Of the many things that have been said about the agony of President Clinton’s impeachment by the U.S. House of Representatives and the sham “trial” that resulted in his acquittal by the U.S. Senate, there seems to have been only one point upon which political factions of every persuasion found it possible to agree: that this whole sordid episode in the nation’s history was in many respects the culmination—though by no means the conclusion—of the culture war that has been raging in this country since the emergence of the radical counterculture in the 1960s. Those on the political Left who claimed that the impeachment of the president was really an impeachment of the 1960s weren’t entirely wrong. Neither were those on the political Right who had long feared the worst from the pot-smoking, draft-dodging, antiwar activist with a history of sexual misconduct who had come to occupy the White House. Both were reflecting upon the same historical reality —the reality of an immoralist in the nation’s highest office. The only difference was that while the Left looked upon this reality as a vindication, the Right understood it to be a national catastrophe.

This is not to say that there were not many grave Constitutional issues involved in the resolution of this bitter conflict, and it is certainly not to say that the prosperity of the American economy in the 1990s did not also play a major role in determining the outcome of what Senator Daniel Patrick Moynihan correctly described as “a crisis of the regime.” Both contributed a great deal to the discordant public responses to the impeachment process: on the one hand, a feeling of deep foreboding that quickly reduced the political establishment in Washington to a condition of fear and trembling; and on the other, a feeling of complacency and indifference—moral indifference—on the part of a public eager to avert its glance from anything, no matter how loathsome, that might disturb its sense of its own security and comfort.

Yet in retrospect it can clearly be seen that both the Constitutional issues and the economic factors, however important they have been to the outcome, were finally ancillary to what this ghastly proceeding was mainly about: a culture war that preceded Bill Clinton’s election to the Presidency but which his outrageous and unlawful conduct in the White House—and the personal history he brought to that exalted office—had come to epitomize for anyone with the wit to understand what has been the most divisive issue in American life for a third of this century. The culture war that originated in the political and moral uproars of the 1960s has never been a conflict over contending economic ideas or economic reforms. From the outset it has been a conflict about the conduct of life. Its targets have rarely included big business, which, if anything, has grown bigger and bigger over the course of the cultural revolution which the radical movement of the 1960s set in motion, and is nowadays often in the hands of the offspring of the counterculture. The primary targets of the culture war have been the institutions of marriage and the family, and its principal battleground has been a sexual revolution that has made any reference to marital vows and family values an object of derision and contempt. These the incendiaries of the counterculture have largely succeeded in deconstructing in the name of a personal emancipation that acknowledges neither moral obligation nor legal constraint. As a consequence, we live today in a culture of moral ruin.

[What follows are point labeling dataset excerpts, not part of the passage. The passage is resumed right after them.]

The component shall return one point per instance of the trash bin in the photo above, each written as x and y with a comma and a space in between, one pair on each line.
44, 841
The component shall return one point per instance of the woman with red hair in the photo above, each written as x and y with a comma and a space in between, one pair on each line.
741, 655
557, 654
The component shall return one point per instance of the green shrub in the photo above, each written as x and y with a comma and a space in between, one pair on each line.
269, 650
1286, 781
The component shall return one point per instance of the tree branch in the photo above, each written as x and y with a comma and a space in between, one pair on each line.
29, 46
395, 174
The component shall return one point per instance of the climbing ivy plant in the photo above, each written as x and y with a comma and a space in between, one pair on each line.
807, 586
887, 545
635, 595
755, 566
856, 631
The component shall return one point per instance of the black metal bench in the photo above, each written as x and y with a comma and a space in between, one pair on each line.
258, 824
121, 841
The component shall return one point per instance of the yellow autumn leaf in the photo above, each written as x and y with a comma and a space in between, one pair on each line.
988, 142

That the President of the United States has now come to personify this moral ruin is a catastrophe from which the country will not soon recover. That his perjuries and other violations of law have been exonerated amid a chorus of denunciations of the president’s behavior only adds still another disabling layer of moral hypocrisy to the horrific spectacle of political cowardice and ethical failure the country has been made to endure. For it has made the U.S. Senate—and thus, by implication, the entire country— complicit in the president’s misdeeds. Impeachment without removal, crime without punishment, profligacy without accountability—this is the legacy with which the moral fiasco of the Clinton presidency burdens the nation as it enters a new millennium. This is the nature of that famous “bridge” the president promised to build to the twenty-first century. This is indeed the crisis that the thirty-year culture war has brought upon us, and there is no armistice in sight. “Complete moral tolerance,” wrote James Fitzjames Stephen over a hundred years ago, “is possible only when men have become completely indifferent to each other—that is to say, when society is at an end.” That end has not yet come, but in President Clinton’s triumph in the culture war he has brought us closer to its brink than any other leader in our history.